Ich wunk Hannah und Malis nochmal zu und stieg zurück ins Auto. Ich war etwas erleichtert endlich von diesem scheiß Internat wegzukommen. Endlich. Doch war es besser mit Valentin, seinem Vater und meiner Mutter zu ihrem Haus am See zu fahren? Ich rollte genervt meine Augen. Wieso musste genau mir soetwas passieren? Bevor meine Mutter noch ein Gespräch beginnen konnte, stöpselte ich mir meine Kopfhörer ins Ohr und kramte nach meinem iPod. Natürlich erzählte ich ihr nicht von dem Gespräch mit meinem Musikprofessor und ich versuchte das ganze Internat zu verdrängen. Ich bemerkte die fragenden Blick meiner Mutter und machte meine Musik aus. "Was?", fragte ich sie etwas genervt. Sie zog die Augenbrauen hoch, setzte an um etwas zu erwidern und lies es dann doch wieder. Müde lehnte ich mich etwas zurück und schloss meine Augen.

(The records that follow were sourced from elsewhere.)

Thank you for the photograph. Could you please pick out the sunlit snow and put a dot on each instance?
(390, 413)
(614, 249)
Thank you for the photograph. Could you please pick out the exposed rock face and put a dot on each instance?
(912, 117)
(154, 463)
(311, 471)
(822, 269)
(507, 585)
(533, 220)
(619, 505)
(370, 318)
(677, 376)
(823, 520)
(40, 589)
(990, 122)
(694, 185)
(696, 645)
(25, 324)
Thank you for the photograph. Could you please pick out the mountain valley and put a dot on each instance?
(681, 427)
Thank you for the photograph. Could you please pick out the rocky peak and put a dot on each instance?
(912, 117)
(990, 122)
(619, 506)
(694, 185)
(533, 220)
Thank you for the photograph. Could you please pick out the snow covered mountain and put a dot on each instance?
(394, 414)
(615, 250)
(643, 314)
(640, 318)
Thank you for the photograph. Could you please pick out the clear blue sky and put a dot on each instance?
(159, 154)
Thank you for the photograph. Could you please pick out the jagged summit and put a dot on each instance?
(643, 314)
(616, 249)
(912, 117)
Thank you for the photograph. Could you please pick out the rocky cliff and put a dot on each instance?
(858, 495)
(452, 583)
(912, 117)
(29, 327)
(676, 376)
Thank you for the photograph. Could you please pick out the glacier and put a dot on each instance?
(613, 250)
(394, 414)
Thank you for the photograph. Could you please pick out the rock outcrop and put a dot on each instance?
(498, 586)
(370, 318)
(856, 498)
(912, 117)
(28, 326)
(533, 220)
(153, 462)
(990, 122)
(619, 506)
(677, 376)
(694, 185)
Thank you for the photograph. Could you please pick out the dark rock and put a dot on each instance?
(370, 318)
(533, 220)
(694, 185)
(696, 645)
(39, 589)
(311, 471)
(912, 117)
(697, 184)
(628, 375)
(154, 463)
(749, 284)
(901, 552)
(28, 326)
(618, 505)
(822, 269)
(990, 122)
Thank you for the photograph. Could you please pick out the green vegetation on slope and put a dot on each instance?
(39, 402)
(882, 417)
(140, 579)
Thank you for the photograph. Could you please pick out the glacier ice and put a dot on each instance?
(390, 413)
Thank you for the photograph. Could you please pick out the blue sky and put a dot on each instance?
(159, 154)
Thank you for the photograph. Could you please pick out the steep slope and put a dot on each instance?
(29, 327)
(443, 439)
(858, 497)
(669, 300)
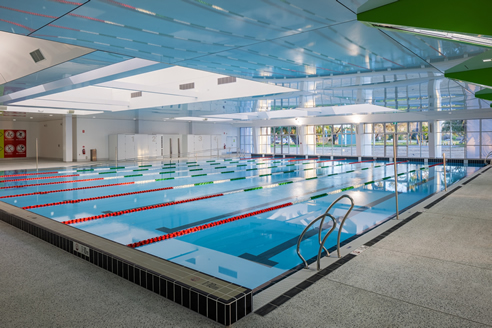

Als ich etwas später wieder munter wurde, war meine Mutter auf der Suche nach einem passenden Parkplatz. "Wo sind wir?", fragte ich skeptisch. "In einem Einkaufszentrum. Valentin hat es mir empfohlen.", antwortete sie glücklich. "Wie geht es dir meine Kleine?", fragte sie mich weiter. Ich erwiderte ihr Lächeln. "Gut. Und dir?" - "Ich bin etwas hungrig. Dein Bauch hat vorhin auch geknurrt. Lust auf etwas zu essen?", fragte sie freudig weiter. Ich bewunderte meine Mutter für ihre positive Ausstrahlung die sie tagtäglich von sich gibt. Ich nickte unzufrieden.